Pouring rain and a thick mist Saturday failed to dampen the enthusiasm of hunters hoping to win a half-million-dollar reward in the first major search for the Loch Ness monster in three years.

But there was no immediate sign of the legendary beast.National oddsmakers at the William Hill Organization Ltd. have put up the cash - 250,000 pounds, or $477,500 - for the first person or team to discover "conclusive evidence" of the creature's existence.

Based at the village of Drumnadrochit near the northern shore of the loch - or lake - in the Scottish Highlands, four groups are taking part in the two-day search. They range from serious contestants to publicity seekers.

William Hill has offered an additional $2,865 prize for the best search method.

Daniel Isted, the 25-year-old London-based editor of a corporate in-house magazine, said he was using what he called "crystal divination." He said a tourmaline crystal, suspended from a yacht over the inky waters, would swing to indicate Nessie's direction.

Former rock singer Screaming Lord Sutch, head of a political group called the Monster Raving Loony Party, said his secret weapon was a whistle that produces the mating call of monsters.

Tongue in cheek, he announced he would use haggis - a Scottish delicacy consisting of chopped entrails and oatmeal cooked in the lining of a sheep's stomach - as bait to lure the creature to the surface.

The Raving Loony Party, created to poke fun at politicians, runs candidates in most elections.

Andy Gray, 38-year-old managing director of a Scottish company that supplies underwater sonar equipment for the North Sea oil industry, is taking a more scientific approach with a sophisticated underwater radar.

"Typically this system can work 3,280 feet beneath the sea. If Nessie comes within our search scan we will find it."

Loch Ness is 754 feet deep, 23 miles long and a mile wide.

Iain Bishop, deputy keeper of the zoology department of the Natural History Museum in London, will examine any evidence found on behalf of the oddsmakers.

Standing in the pouring rain and looking out at the mist-covered lake, he acknowledged some skepticism.

"I don't expect to be overwhelmed by it (evidence)," Bishop said.

Locals, who have seen it all before, picked their way through the army of news people and television crews from the United States, Japan, France, Britain and elsewhere that have invaded the village.

The legend of the Loch Ness Monster dates from A.D. 565 when St. Columba castigated the creature for attacking a follower.

In modern times there have been more than 4,000 reported sightings, including the October 1987 sighting that spawned the last major hunt.

That search, Operation Deepscan, used sonars and reported detecting what was called a large "fish-like arch" at a depth of 450 feet on the southern end of the lake.

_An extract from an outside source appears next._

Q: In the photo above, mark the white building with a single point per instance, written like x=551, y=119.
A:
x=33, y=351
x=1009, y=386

Deepscan spokesman Guy Pearse said then the object registered as a clear, large blip on the sonar but when the same boat scanned the area again the object had disappeared.

Skeptics have explained away the sightings as everything from waves, logs and rotting vegetation to otters, swimming deer and overindulgence in Scottish whisky.

A study by a Scottish company, Mackay Consultants, printed in The Times of London in May, said the Loch Ness Monster was worth $47 million a year in tourist revenue and responsible for 2,500 tourist industry jobs.

It said half a million visitors a year from all over the world come to Loch Ness in hopes of seeing the fabled creature.